If I have a variable number of sets (let's call the number n), which have at most m elements each, what's the most efficient way to calculate the pairwise intersections for all pairs of sets? Note that this is different from the intersection of all n sets.
For example, if I have the following sets:
A={"a","b","c"}
B={"c","d","e"}
C={"a","c","e"}
I want to be able to find:
intersect_AB={"c"}
intersect_BC={"c", "e"}
intersect_AC={"a", "c"}
Another acceptable format (if it makes things easier) would be a map of items in a given set to the sets that contain that same item. For example:
intersections_C={"a": {"A", "C"},
"c": {"A", "B", "C"}
"e": {"B", "C"}}
I know that one way to do so would be to create a dictionary mapping each value in the union of all n sets to a list of the sets in which it occurs and then iterate through all of those values to create lists such as intersections_C
above, but I'm not sure how that scales as n increases and the sizes of the set become too large.

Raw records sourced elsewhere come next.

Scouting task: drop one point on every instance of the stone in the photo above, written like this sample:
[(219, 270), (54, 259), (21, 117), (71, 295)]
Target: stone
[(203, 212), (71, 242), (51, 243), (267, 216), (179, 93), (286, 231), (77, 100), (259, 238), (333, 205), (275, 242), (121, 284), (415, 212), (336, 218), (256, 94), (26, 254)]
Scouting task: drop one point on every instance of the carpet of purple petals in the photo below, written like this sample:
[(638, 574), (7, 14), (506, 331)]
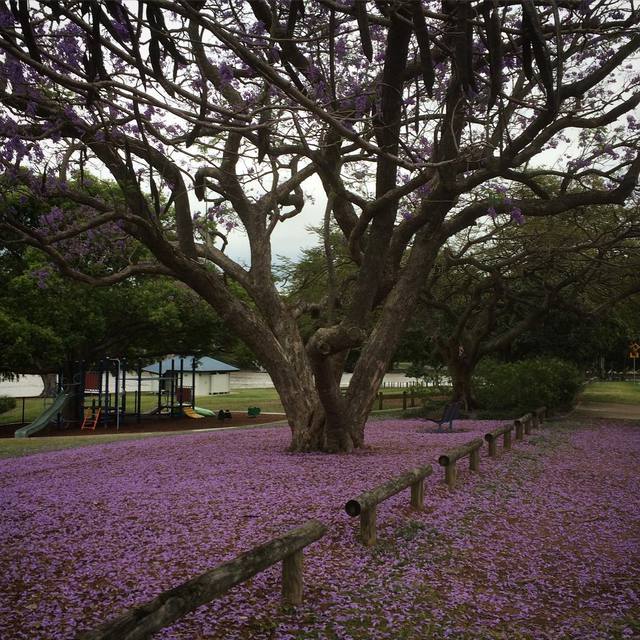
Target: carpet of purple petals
[(543, 544)]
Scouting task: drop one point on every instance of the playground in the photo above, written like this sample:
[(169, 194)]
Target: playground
[(111, 401)]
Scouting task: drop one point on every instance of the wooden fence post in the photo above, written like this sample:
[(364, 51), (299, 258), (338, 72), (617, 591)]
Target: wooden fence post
[(449, 458), (365, 504), (450, 475), (519, 429), (417, 495), (368, 526), (292, 578), (474, 460)]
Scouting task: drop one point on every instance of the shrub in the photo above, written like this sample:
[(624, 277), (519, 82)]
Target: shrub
[(523, 386), (7, 403)]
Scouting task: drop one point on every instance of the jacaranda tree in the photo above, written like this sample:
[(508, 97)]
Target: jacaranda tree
[(402, 110)]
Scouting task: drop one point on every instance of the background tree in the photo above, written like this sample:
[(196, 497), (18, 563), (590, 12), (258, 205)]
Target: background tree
[(402, 109), (50, 323), (503, 284)]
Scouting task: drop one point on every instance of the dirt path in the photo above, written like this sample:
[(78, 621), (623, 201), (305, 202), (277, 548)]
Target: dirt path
[(617, 411)]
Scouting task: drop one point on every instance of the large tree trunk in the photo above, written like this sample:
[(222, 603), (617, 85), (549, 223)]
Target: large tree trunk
[(461, 372)]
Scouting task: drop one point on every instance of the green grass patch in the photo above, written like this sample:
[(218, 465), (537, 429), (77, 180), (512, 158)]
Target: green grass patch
[(16, 447), (614, 392)]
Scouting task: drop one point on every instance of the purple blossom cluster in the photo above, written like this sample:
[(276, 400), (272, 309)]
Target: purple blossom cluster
[(543, 544)]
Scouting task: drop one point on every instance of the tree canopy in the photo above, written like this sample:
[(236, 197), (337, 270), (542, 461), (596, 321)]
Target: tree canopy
[(407, 112)]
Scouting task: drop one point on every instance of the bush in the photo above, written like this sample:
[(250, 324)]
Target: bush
[(7, 403), (523, 386)]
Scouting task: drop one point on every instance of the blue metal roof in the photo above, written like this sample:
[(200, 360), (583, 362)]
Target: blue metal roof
[(203, 365)]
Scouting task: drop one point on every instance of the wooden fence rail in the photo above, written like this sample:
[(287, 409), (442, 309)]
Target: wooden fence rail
[(408, 398), (492, 439), (365, 504), (143, 621), (523, 425), (448, 460), (538, 416)]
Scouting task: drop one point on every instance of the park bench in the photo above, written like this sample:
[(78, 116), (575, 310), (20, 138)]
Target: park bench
[(450, 413)]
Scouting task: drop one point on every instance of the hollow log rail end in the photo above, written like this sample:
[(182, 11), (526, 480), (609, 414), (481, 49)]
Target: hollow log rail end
[(145, 620), (365, 504)]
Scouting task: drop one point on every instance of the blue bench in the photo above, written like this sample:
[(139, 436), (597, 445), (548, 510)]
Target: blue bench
[(450, 413)]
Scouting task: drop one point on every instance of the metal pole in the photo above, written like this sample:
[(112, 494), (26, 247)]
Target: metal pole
[(138, 398), (117, 394), (193, 382), (181, 381), (159, 387), (107, 394), (173, 385)]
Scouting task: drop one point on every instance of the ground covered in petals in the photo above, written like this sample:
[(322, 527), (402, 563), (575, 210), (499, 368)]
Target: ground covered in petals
[(544, 543)]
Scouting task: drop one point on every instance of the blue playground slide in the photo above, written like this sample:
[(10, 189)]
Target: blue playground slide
[(47, 416)]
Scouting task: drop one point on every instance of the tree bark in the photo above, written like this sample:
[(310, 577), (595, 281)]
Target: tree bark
[(461, 372)]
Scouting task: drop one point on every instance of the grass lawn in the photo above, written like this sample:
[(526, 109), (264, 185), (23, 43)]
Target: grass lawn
[(16, 447), (615, 392)]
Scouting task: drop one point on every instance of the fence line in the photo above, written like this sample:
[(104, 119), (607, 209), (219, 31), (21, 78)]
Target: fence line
[(492, 436), (144, 620), (449, 458), (365, 504)]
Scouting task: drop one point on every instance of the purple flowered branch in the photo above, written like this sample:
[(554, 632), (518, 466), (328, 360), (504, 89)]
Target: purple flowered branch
[(402, 111)]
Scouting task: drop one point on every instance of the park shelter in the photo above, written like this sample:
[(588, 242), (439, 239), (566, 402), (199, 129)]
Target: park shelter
[(211, 376)]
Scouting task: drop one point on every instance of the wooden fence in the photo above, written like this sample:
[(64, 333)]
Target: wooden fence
[(449, 458), (492, 439), (408, 399), (143, 621), (365, 504)]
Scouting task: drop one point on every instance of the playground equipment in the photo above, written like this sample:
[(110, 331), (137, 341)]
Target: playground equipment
[(101, 396), (91, 417), (48, 415)]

Some additional background information:
- Each of the sets are of roughly the same length, but are also very large (large enough that storing them all in memory is a realistic concern, and an algorithm which avoids that would be preferred though is not necessary)
- The size of the intersections between any two sets is very small compared to the size of the sets themselves
- If it helps, we can assume anything we need to about the ordering of the input sets.